Mental-Content-Based Sleep Assessment Can Better Match Patient Experience in Insomnia
The clinical implication is concrete and immediate:
- Paradoxical insomnia is the obvious application: Patients who report unrefreshing sleep or whole-night wakefulness despite polysomnography showing apparent sleep can spend unusually long stretches in the alert hyperconnected C2 state, or unusually short stretches in the C3 dream-like state.
- Standard sleep-stage scoring can be the wrong yardstick: Conventional sleep stages are defined by EEG patterns. Mental-content scoring captures something the standard categories miss and can align better with patient experience.

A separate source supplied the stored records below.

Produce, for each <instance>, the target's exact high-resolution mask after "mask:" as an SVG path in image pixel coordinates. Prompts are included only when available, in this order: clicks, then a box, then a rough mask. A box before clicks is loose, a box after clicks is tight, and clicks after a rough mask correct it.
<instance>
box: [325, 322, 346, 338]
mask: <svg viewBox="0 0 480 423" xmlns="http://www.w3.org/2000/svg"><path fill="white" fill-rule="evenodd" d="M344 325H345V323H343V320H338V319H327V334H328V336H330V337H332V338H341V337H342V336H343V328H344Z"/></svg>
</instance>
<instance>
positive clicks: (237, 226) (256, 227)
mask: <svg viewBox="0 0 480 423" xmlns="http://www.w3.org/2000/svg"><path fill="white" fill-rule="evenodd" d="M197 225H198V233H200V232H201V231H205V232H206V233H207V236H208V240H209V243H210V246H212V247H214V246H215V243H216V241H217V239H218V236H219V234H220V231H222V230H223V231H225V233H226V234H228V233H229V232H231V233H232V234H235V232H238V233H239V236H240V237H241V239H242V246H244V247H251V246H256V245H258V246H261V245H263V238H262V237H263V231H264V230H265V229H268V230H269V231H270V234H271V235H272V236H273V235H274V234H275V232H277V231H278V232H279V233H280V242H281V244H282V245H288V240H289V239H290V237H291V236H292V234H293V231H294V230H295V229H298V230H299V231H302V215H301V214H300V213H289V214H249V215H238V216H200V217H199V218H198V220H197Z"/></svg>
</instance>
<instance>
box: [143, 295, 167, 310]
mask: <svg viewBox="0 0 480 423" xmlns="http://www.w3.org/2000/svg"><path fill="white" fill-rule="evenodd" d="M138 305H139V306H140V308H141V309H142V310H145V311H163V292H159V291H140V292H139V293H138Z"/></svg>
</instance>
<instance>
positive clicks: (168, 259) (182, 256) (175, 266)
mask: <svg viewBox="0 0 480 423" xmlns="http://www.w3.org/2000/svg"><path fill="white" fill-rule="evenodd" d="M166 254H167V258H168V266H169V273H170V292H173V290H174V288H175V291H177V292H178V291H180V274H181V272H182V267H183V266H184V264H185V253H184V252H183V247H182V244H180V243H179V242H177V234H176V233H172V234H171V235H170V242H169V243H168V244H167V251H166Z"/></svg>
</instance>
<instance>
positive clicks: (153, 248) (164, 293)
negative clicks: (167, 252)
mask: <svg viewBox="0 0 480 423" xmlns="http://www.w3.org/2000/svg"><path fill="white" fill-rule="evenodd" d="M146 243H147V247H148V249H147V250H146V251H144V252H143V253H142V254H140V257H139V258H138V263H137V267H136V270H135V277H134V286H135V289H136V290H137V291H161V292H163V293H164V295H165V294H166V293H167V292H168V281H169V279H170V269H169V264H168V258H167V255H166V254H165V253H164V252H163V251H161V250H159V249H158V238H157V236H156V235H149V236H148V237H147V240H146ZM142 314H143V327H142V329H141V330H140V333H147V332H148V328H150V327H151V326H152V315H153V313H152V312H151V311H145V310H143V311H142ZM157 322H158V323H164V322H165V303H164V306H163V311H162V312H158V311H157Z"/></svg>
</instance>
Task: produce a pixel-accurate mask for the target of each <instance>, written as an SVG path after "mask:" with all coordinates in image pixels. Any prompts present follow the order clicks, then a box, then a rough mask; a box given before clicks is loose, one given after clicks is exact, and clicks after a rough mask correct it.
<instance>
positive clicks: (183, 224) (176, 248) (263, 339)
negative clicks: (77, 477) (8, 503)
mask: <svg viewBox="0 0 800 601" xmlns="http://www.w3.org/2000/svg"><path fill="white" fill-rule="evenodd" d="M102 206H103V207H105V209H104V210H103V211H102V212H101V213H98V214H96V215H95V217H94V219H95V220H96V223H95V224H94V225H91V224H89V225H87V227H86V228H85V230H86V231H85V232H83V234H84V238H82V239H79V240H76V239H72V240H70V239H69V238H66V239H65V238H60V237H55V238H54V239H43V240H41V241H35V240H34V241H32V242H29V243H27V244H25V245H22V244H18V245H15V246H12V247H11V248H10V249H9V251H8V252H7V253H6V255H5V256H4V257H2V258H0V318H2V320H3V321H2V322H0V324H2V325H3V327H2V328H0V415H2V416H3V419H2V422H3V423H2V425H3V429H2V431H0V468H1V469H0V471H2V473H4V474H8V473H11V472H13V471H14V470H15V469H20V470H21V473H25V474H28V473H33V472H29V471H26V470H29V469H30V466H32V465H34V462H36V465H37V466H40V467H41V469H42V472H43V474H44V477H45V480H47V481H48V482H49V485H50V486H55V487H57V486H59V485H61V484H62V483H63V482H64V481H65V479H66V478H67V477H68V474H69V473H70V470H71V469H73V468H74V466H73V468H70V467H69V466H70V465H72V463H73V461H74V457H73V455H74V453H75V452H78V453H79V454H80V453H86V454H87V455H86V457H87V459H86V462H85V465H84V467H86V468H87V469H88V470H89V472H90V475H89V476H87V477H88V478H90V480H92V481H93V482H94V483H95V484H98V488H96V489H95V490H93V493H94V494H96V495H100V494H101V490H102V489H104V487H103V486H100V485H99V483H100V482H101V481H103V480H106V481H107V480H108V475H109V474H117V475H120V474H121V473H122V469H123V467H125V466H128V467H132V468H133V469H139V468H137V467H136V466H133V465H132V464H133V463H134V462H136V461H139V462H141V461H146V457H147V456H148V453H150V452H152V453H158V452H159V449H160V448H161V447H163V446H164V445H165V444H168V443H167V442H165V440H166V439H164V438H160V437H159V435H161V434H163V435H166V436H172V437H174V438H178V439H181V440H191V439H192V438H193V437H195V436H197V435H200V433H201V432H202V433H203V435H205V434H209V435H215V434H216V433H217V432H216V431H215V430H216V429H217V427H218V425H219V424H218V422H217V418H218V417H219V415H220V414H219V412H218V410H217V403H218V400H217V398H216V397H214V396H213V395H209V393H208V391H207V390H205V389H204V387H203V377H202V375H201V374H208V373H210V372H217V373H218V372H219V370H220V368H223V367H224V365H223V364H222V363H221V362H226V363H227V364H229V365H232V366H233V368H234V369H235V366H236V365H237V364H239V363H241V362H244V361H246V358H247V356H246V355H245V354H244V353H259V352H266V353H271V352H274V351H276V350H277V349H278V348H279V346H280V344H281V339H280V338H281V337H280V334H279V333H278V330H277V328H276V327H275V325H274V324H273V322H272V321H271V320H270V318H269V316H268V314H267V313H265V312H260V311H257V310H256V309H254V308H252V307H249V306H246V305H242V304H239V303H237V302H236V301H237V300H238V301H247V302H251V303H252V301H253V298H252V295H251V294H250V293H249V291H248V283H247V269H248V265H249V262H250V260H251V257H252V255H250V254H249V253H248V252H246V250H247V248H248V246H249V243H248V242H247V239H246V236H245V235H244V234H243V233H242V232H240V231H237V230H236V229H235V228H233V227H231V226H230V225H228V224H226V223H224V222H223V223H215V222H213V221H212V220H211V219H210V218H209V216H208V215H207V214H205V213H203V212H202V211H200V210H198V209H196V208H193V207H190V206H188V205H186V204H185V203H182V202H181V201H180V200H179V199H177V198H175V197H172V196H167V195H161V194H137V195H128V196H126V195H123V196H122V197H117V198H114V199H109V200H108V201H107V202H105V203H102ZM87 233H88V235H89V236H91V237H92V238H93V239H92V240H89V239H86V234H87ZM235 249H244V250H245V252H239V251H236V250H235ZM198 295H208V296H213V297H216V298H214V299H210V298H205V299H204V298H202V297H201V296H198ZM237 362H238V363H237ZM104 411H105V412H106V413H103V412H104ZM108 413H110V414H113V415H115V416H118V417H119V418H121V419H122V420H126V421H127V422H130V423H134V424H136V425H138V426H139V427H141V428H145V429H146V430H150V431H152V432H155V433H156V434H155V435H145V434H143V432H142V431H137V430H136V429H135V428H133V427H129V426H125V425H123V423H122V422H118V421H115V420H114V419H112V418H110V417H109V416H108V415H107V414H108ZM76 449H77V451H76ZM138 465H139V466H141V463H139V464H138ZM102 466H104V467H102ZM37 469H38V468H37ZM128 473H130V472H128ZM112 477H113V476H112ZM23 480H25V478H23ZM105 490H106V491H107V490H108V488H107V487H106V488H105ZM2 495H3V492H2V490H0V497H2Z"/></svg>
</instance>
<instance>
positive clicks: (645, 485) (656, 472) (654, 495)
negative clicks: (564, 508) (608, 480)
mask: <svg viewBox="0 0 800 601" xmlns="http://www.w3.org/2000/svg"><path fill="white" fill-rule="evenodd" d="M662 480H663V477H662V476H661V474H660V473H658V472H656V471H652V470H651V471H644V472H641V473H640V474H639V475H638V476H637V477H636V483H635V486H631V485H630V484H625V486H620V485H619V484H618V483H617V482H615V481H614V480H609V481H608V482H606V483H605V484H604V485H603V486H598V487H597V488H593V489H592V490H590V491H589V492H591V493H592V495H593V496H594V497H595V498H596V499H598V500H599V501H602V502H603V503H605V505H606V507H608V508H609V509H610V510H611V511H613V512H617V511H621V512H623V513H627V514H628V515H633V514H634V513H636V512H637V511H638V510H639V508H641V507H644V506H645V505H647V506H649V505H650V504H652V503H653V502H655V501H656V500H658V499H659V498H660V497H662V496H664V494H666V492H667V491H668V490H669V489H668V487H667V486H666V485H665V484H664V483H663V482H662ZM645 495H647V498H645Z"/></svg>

- Diagnostic potential: Identifying specific mental-content distributions in patients could provide objective markers of insomnia subtypes that current scoring does not detect.
- Reframing the wake/sleep boundary: Researchers need to treat mental content as a separate axis from vigilance, rather than assuming the two co-vary.
Oudiette framed the clinical possibility:
“Beyond giving patients’ reports the weight they deserve, this approach paves the way to identifying objective markers of insomnia.”
Citation: DOI: 10.1016/j.celrep.2026.117237. Decat N, Oudiette D et al. Dream-like mental states can occur during wakefulness. Cell Reports. 2026.
Study Design: Sleep-onset experimental paradigm with Edison-inspired drop-the-bottle interruption; continuous EEG; data-driven clustering of self-reported mental content.
Sample Size: 92 adult participants trained to nap and to report mental content on demand.
Key Statistic: Four distinct mental-content classes emerged from clustering: fleeting recollections, environment-connected, bizarre dream-like, and high-control task-related. All four appeared across wakefulness, sleep onset, and light sleep. The bizarre dream-like state had a specific reduced frontal-occipital connectivity signature.
Caveat: Modest sample size; trained-napper participants; self-reported mental content; sleep-onset window only; single-session design limits inference about across-night stability or deeper sleep stages.